Increase in OPEC production fails to hold down oil prices: OPEC yesterday came about half way in meeting the market expectations. The cartel agreed to increase output more than previously planned, but did not decide on Russia’s status in OPEC+ following the EU embargo announced earlier in the week. Consequently, oil prices erased part of the decline since Tuesday. On the one hand, more output from OPEC (even if the group is struggling to live up to previous pledges) will ease tight market conditions near-term. On the other hand, less spare capacity within OPEC and particularly Saudi Arabia leaves the oil market vulnerable to future supply shocks. We stick to our forecast that Brent should average USD115/bbl short-term and drop below USD100/bbl next year.
Equities: The US equity markets rose yesterday, despite higher oil prices and hawkish signals from Fed members. This morning performance in Asian markets is mixed, while US and European futures point to a higher opening.

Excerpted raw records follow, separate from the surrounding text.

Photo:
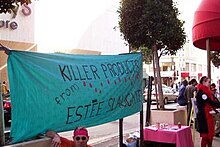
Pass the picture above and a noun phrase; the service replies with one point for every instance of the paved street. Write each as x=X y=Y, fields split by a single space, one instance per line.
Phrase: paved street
x=107 y=135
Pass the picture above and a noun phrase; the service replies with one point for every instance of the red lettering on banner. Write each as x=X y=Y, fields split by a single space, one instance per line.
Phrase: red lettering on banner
x=27 y=10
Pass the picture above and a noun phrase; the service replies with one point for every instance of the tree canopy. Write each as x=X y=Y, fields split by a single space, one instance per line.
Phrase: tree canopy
x=152 y=22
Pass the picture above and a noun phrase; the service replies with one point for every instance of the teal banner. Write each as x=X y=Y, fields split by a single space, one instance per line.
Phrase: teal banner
x=61 y=91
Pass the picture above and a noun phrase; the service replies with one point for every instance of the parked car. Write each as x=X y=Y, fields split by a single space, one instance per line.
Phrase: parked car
x=168 y=95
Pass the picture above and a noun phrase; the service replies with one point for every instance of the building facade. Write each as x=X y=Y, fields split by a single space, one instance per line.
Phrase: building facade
x=17 y=33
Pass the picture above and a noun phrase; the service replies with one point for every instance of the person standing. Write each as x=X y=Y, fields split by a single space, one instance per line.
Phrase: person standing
x=189 y=93
x=205 y=103
x=217 y=114
x=182 y=101
x=80 y=138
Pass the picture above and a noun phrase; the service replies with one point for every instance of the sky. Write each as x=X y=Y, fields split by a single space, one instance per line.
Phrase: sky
x=61 y=25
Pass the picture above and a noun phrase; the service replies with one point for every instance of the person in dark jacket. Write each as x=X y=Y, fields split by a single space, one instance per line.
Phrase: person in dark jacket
x=182 y=100
x=205 y=104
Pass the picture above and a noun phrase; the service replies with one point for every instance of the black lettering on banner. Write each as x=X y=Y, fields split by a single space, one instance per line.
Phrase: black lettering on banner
x=111 y=102
x=121 y=68
x=74 y=87
x=110 y=69
x=57 y=100
x=74 y=75
x=80 y=76
x=78 y=114
x=104 y=69
x=85 y=68
x=62 y=96
x=137 y=65
x=69 y=115
x=120 y=103
x=94 y=71
x=99 y=108
x=127 y=99
x=87 y=109
x=116 y=68
x=66 y=76
x=93 y=109
x=66 y=94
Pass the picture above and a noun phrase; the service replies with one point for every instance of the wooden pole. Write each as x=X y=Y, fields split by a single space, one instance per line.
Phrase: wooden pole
x=208 y=58
x=2 y=124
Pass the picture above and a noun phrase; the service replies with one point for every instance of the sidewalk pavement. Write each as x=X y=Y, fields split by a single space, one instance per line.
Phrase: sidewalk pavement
x=216 y=140
x=113 y=141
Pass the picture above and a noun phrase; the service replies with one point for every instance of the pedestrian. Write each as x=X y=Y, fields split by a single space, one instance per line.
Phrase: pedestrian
x=80 y=138
x=216 y=115
x=205 y=103
x=182 y=100
x=189 y=93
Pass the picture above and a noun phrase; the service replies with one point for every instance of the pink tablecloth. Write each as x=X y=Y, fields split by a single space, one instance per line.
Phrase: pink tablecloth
x=181 y=137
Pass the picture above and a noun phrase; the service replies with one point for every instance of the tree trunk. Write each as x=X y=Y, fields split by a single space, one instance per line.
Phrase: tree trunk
x=161 y=100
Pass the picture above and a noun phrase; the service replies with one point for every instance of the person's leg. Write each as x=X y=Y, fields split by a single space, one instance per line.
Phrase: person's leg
x=189 y=107
x=210 y=142
x=204 y=141
x=217 y=124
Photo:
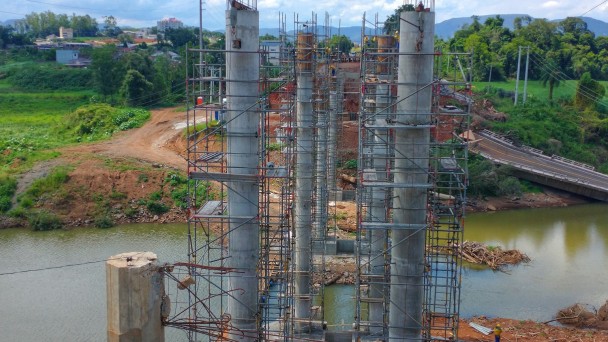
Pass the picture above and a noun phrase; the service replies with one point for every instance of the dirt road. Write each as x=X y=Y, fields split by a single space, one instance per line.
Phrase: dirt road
x=157 y=142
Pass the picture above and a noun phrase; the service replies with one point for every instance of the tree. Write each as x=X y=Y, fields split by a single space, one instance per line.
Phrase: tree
x=550 y=74
x=84 y=26
x=180 y=37
x=392 y=22
x=135 y=88
x=340 y=43
x=588 y=92
x=125 y=38
x=268 y=36
x=110 y=29
x=107 y=70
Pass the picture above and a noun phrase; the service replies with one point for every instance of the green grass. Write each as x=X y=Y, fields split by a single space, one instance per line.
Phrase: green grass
x=535 y=89
x=34 y=123
x=28 y=124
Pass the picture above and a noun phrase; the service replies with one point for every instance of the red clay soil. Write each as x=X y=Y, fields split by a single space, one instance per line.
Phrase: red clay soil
x=157 y=149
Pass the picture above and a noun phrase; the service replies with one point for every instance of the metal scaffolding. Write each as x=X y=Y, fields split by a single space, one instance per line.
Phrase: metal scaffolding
x=411 y=185
x=240 y=150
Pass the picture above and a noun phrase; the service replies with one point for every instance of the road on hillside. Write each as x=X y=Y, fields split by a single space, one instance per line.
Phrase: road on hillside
x=504 y=152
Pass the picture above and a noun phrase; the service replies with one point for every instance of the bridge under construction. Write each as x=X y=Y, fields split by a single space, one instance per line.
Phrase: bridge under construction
x=263 y=127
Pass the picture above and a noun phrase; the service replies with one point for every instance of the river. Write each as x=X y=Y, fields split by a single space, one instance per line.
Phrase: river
x=568 y=248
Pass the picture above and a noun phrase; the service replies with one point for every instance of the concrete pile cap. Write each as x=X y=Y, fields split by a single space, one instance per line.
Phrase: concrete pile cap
x=132 y=259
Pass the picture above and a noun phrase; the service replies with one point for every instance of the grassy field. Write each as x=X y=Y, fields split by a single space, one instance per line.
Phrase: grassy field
x=28 y=124
x=535 y=89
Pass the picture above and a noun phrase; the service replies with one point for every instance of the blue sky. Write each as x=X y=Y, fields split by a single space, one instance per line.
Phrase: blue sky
x=143 y=13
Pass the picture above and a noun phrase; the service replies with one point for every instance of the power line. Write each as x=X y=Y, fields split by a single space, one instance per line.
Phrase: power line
x=12 y=13
x=594 y=7
x=56 y=267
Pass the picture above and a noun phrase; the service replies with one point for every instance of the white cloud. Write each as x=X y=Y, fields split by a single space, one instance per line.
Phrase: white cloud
x=349 y=13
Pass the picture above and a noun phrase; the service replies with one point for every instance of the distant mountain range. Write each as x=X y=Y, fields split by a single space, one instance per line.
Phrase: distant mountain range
x=444 y=29
x=447 y=28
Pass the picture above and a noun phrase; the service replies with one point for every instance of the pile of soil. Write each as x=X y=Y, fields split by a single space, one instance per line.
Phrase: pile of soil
x=528 y=331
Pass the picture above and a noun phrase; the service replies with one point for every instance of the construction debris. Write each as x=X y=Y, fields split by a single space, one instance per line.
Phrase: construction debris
x=492 y=256
x=480 y=328
x=584 y=316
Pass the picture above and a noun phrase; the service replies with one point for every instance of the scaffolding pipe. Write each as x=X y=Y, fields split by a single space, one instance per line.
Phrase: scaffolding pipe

FI: With UK out celebrating Jubilee yesterday and today, the European markets were trading mostly sideways with less volatility than what we have seen in the past couple of weeks until the afternoon. However, as US opening and Fed’s Brainard saying it’s too soon to say if inflation has peaked, combined with surging oil prices (following OPEC only half-way meeting expectations), resulted in intensified concerns about the current inflation pressure and sent rates sharply higher.
FX: OPEC yesterday came about half way in meeting the market expectations. Swiss inflation surprised significantly to the upside with CPI for May reaching 2.9%. DKK-EUR liquidity is set to be turned upside down in the second half of June. EUR/NOK has moved back below the 10.10 mark.
Credit: Yesterday, CDS indices were closed due to UK holiday hence levels are unchanged with iTraxx Main 1.8bp at 89.3bp and Xover at 446bp. Cash bonds performed stable during a quiet session.
Nordic macro
Norwegian unemployment has continued to fall so far this year, which is a good indication that growth is still stronger than normal and capacity utilisation is still rising. With labour shortages hitting record highs, how much further unemployment can come down will depend on the size of matching problems in the labour market. We expect the (seasonally adjusted) jobless rate to drop to 1.8% in May, which would be below Norges Bank’s projection of 2.0% in the March monetary policy report.